Although he notably did not address the issue of whether the IEEE’s patent policy actually required disclosure of patents and pending patent applications, the ALJ concluded that these defenses failed for other reasons. First — in contrast to his acknowledgement of the parties’ agreement regarding essentiality for RAND issues — he noted that the Respondents’ non-infringement arguments undercut their arguments that the patent was “actually essential” and that a duty of disclosure should therefore apply. Second, he found that the RAND obligations entered into by LSI/Agere and Lucent mitigated any “patent hold-up” concerns that might be associated with a failure to disclose. Lastly, he found that there was no reliance on the “silence” (the non-disclosure of the patents), which is an essential element of these defenses.

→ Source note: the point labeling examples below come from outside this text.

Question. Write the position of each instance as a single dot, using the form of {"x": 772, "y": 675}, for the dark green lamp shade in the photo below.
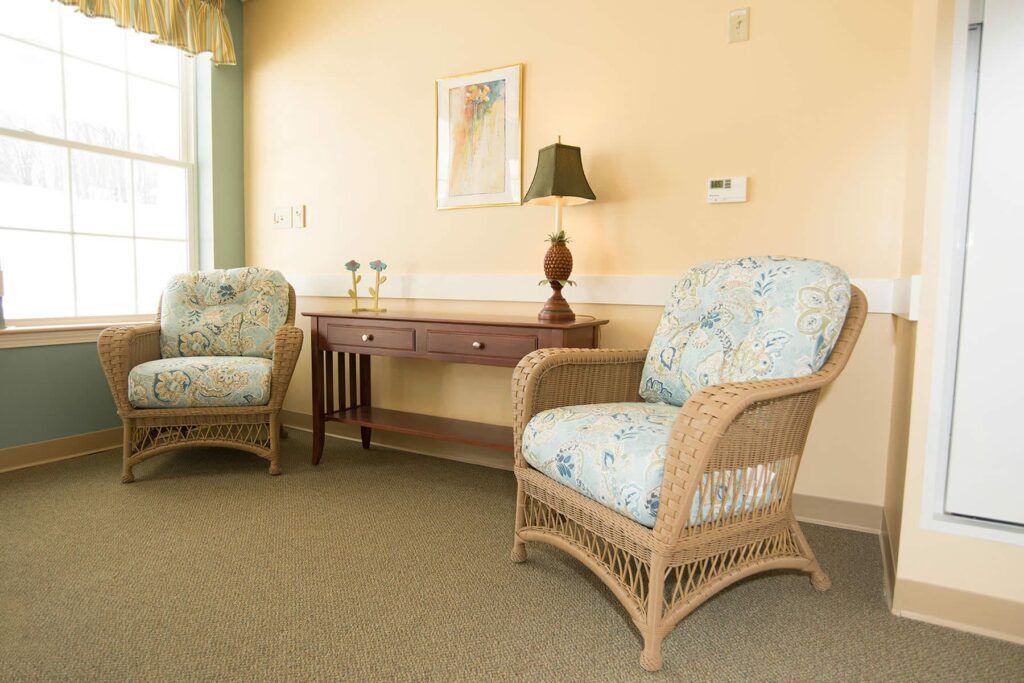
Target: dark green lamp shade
{"x": 559, "y": 174}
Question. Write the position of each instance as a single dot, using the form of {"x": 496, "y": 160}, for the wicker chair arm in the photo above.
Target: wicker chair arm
{"x": 287, "y": 344}
{"x": 554, "y": 377}
{"x": 121, "y": 348}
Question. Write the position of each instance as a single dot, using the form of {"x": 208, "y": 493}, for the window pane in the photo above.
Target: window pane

Recommended Determination on Remedy and Bonding
As we saw in the RD issued in the recent InterDigital ITC case, the ALJ here recommended that, in the event the Commission were to reverse his infringement findings on the asserted SEPs, an exclusion order and cease and desist order should issue. In doing so, the ALJ made an interesting (and potentially controversial) comment about the value of the SEPs at issue:
If the Commission determines that the asserted ‘958, ‘867, and ‘663 patents [the alleged SEPs] are infringed and essential patents that are required for downstream products to perform the functions of the 802.11 IEEE Wi-Fi standard or the H.264 ITU-T standard, respectively, then they would be of great value. (emphasis added)
Some may argue that this value cited by the ALJ is the “hold-up” value, or the value conferred on the patents simply by their inclusion in the standard — as opposed to their actual technological value.
As for RAND issues, they did not play a role in the remedial portion of the RD, as the ALJ noted that because public interest issues were not delegated to him, this would need to fall within the purview of the Commission on any potential review. But RAND did come into play in the recommended amount of bond that the Respondents would need to post to be allowed to import infringing products during the 60-day Presidential Review period (if a violation is ultimately found). Because the standards at issue here (802.11 and H.264) were the same as in the Microsoft-Motorola case, the Respondents argued that the appropriate bond should not exceed the “RAND ranges” determined by Judge Robart — 0.555 – 16.389 cents/unit for 802.11, and 0.8 – 19.5 cents/unit for H.264. The Respondents also argued that existing LSI/Agere license agreements were evidence of an upper bound of the bond. Although the ultimate bond amount is redacted, it appears to be a percentage amount of the value of the allegedly-infringing products that accounted for these factors.
This case will now proceed to briefing on the parties’ petitions for review, which has actually already begun. The target date for the Commission to issue its Final Determination is November 18. 2013.